Царь предложил сесть, указал на кресло у стола, сам расположился напротив, в кресле более широком и высоком.
Говорили обо всём. Начали с погоды за окном. Потом о литературе — что сейчас пишут много и хорошо. Растет культура.
— Только про роботов мало пишете, — со светлой, однако немного грустной улыбкой сказал царь, — А ведь робот может украсить любую книгу и фильм.
И перешел на государство. Заметил, что слово это производное от "государь". Ноликов его заверил, что никто в этом не сомневается. Затем царь указал на стол и сообщил:
— Стол.
— Хороший стол, — согласился Николай, — Наверное дубовый?
— Отменный дубовый стол. Из баварского дуба, — довольно улыбнулся царь.
Второй раз Ноликов видел особу случайно, на базаре, когда та, в окружении глазеющей толпы, покупала в киоске хлеб. Подняв над головой баранку, царь произнес:
— Что за дивный бублик! Наверное, его выпекает хлебзавод номер четыре?
— Да, номер четыре, — ответила его тетенька-продавщица из окошка.
— Распоряжусь их наградить, — и добродушно погладил сначала один ус, потом другой. Царь был прост, ходил в народ. Питал особое внимание к парикмахерским. Явится вдруг, с генералами, и проверяет — вымыты ли машинки, чисты ли салфетки. Ходила легенда, как понюхав одеколон, государь отверг его в сторону и, вынув из кармана изящный флакон, сказал:
— Впредь используйте мой.
И после каждую неделю присылал по бутыли.
Видели, как царь выезжал со дворца. И через пять минут опять выезжал. Его замечали одновременно в разных местах. Как в достославное древнее время, устраивал пиры — звал несколько сот нищих и босяков. Для них накрывали длинные столы всякими яствами, играл оркестр. Выходил царь, садился во главе одного из столов и время от времени произносил тосты. Ну что, братцы? Для радио и телевидения записывали, как особа брала за плечо нищего — тот отрывался от поедания куриного окорока.
— Ну что, сыты? — спрашивал царь.
— Сыты, батюшка, — отвечал калика перехожий.
— Значит, я доволен!
Уже солнце садилось, нависло над городом, прячась за белым, с бурой подпалиной, облаком.

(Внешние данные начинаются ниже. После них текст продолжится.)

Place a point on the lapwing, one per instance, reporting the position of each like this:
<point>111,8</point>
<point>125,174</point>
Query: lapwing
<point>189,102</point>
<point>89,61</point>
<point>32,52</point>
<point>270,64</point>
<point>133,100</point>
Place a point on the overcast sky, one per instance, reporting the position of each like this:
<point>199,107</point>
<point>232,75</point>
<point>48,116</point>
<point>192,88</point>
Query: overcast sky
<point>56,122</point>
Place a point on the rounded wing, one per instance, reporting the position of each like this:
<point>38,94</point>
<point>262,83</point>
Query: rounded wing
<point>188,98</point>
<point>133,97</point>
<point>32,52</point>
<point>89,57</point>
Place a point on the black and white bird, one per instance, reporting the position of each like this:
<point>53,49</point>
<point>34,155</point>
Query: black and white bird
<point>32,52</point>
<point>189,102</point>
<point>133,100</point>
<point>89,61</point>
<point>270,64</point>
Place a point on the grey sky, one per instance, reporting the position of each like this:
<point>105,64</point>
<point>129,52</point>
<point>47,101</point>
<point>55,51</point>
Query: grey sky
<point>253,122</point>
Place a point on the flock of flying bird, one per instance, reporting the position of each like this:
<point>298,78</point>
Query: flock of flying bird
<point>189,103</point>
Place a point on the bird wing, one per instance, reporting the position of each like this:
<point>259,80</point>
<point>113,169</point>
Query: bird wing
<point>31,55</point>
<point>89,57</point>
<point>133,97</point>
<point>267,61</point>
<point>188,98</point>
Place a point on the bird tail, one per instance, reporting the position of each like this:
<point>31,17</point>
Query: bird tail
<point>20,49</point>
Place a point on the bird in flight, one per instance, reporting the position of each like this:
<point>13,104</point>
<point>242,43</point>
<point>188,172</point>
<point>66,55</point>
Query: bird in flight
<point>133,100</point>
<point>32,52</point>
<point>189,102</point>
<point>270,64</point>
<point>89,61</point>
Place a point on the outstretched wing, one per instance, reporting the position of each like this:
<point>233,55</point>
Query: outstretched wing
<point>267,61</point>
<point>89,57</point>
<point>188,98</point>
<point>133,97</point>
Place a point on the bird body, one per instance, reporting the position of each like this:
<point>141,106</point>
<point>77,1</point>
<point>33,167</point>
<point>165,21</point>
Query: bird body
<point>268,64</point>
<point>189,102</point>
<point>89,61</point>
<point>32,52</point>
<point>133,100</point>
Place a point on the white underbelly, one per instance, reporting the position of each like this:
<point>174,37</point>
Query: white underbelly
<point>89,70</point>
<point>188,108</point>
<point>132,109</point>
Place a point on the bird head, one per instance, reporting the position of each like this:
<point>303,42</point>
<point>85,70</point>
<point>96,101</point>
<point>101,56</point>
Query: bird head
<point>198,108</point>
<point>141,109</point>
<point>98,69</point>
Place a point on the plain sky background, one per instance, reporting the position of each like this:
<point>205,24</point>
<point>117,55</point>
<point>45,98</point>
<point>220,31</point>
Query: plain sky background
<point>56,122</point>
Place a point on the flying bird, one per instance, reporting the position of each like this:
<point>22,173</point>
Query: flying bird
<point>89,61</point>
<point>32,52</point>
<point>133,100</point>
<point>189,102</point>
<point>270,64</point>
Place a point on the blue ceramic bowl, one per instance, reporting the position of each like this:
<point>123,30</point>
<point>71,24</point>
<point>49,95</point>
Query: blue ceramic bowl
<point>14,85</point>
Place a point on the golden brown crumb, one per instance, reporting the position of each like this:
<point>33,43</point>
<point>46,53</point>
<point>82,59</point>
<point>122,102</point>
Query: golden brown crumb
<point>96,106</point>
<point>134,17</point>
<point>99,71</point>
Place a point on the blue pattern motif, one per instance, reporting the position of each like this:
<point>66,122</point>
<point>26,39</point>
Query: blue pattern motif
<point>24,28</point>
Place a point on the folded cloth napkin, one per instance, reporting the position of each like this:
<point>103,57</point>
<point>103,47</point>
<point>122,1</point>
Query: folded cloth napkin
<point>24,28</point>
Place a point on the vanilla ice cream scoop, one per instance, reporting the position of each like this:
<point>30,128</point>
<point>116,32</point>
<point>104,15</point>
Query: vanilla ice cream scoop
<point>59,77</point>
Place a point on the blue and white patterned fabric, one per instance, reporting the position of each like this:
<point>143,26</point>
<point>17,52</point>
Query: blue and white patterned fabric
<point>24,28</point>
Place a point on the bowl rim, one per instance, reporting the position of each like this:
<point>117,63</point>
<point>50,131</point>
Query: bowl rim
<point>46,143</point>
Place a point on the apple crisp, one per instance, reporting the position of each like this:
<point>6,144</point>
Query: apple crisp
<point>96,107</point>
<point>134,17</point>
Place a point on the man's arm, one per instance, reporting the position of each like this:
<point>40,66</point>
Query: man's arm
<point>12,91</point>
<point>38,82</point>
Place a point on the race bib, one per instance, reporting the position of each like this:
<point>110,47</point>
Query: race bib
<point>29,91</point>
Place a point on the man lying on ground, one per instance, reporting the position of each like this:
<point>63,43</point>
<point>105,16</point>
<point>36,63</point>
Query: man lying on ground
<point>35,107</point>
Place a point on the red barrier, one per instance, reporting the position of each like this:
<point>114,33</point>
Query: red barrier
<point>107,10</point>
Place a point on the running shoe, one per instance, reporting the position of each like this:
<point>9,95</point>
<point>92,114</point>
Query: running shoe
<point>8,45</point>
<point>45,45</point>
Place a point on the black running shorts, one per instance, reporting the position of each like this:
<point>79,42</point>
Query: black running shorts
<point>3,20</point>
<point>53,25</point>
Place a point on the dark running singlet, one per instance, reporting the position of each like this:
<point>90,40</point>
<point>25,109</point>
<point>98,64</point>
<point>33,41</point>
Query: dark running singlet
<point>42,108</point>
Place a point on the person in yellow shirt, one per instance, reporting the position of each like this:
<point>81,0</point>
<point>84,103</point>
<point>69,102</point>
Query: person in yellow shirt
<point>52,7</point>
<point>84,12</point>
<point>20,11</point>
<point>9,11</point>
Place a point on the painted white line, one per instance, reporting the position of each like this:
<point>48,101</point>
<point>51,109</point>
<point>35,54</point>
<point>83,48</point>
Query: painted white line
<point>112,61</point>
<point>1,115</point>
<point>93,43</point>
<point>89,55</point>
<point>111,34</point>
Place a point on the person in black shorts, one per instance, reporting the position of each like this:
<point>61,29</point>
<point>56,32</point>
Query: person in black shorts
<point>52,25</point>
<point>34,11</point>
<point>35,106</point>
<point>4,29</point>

Оттого все потускнело. У солнца была сегодня забота — додавить, дожать грязные островки снега. В марте не получилось, остался вот апрель. Ведь некрасиво будет, когда яблоня зацветет, фиалки попрут, и этот грязный снег. А сейчас время крокусов. Они рождаются в лесу, но умирают в вазочках с водой.
Ну и крута улица Чайская! Узкая, с горбатым асфальтом Чайская, по обочинам пересохшие ручьи, нанесли песка. Улица взбирается на склон горы. Холм велик, древний. Справа бетонная, без конца и края стена четвертого хлебзавода. Прервана лишь проходной — ворота, широкое крыльцо, три двери, но открыта одна. Окно торгового ларька. Возле крыльца стоят щиты с фотографиями базы отдыха, предназначенной для рабочих завода. Запечатлены деревянные домики на сваях. Лодочная пристань, люди в спортивных костюмах, с удочками. Пляжный гриб-навес на узкой полосе песка. Речка тихая, ни волны, будто остановилось время.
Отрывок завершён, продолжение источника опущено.